Photo: Stanford via YouTube
Citigroup CEO Vikram Pandit told Stanford MBAs what it really takes to become successful when he visited the campus last week (you can view his full speech here).He spoke about how he was an engineer early in his career, but was “never any good at it” so he decided to go into banking. Here are the best takeaways from his conversation with MBA student Derek Kan:
One of the most important things I learned was from one of my professors who said look, there are very simple rules. Just figure out what you’re very passionate about, and do that. Second, if that’s a growth industry, that’s great by the way. You should try and see if you can get passionate about that. And lastly, if you are going to go out and do something, do it with a people or a company with the right values. And that’s it. That’s how I picked the placed I worked and the people I worked for. And one thing led to the other, led to the other. When I left academia to go to Morgan Stanley … it seemed just right. The real world problems were there, in corporate finance, in capital markets. There were no real futures markets yet. The options markets were new. Derivatives were a concept in text books. These were all interesting concepts. The industry grew, I grew with it.
He also talked about his biggest career decision:
The most important decision I had to make in my career was to go from being an individual producer, somebody who was really good at something, and somebody who really enjoyed doing it, to saying you know what, now I could enjoy becoming a manager. It’s very different to be good at what you’re doing, and it’s a completely different thing to be saying, now I’m going to get my enjoyment by watching others succeed. Now that transition is a very, very difficult transition to make. It’s one of those things that you have to teach yourself to go from being the valedictorian to managing valedictorians, and there are plenty of them here. How you manage that talent, how you nurture that talent, how you grow it, is a very big shift. And that’s probably the single biggest shift to get me from what I was [to] where I am today.
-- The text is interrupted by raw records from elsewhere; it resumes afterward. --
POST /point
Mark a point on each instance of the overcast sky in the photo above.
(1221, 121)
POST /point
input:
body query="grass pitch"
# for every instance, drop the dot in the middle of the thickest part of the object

And what it takes to be a good leader:
It becomes very obvious: you’re not a leader unless you’ve got followers. If people aren’t willing to follow you, it doesn’t matter. [There are] simple sort of truths, and trust and integrity are the number one things. If you have the values that go through with always making sure you’re trusted as somebody who’s honest, says and does the right things, that’s a critical thing. That’s the number one attribute of a good leader. The second attribute of a leader is the team needs to feel that the leader is looking after the team.
You need functional skills, of course you do. You need to be able to know how to make decisions. The more experience you have, the better decision maker you are. You’re not necessarily born with that. You grow with it. It really drives judgment in many ways. Judgment is an accumulation of all the skills you learn throughout the years.
The ability to communicate is critical, but I cannot underestimate the need for people to know what’s going on, and why you’re doing what you’re doing. Why you’re going in a particular direction. … Communication is probably the most important thing you can do as a leader.
Then the line that always stuck with me was the line JFK used: civility is not a sign of weakness. Humility is a big part of what you learn. Believe me, when you trade, you learn humility. When you run a hedge fund, you learn humility. To lead with humility is really what makes for people rallying around what you want to get done.
And the advice he has passed along to his two kids:
You cannot succeed unless you’re doing something you’re passionate about. It’s absolutely critical. your greatness comes from that. … [And] make sure you appreciate and understand the importance of your social relationships and the trust that’s really implied in those. Those two things are absolutely critical.
[Lastly] … no one got anywhere without a lot of hard work.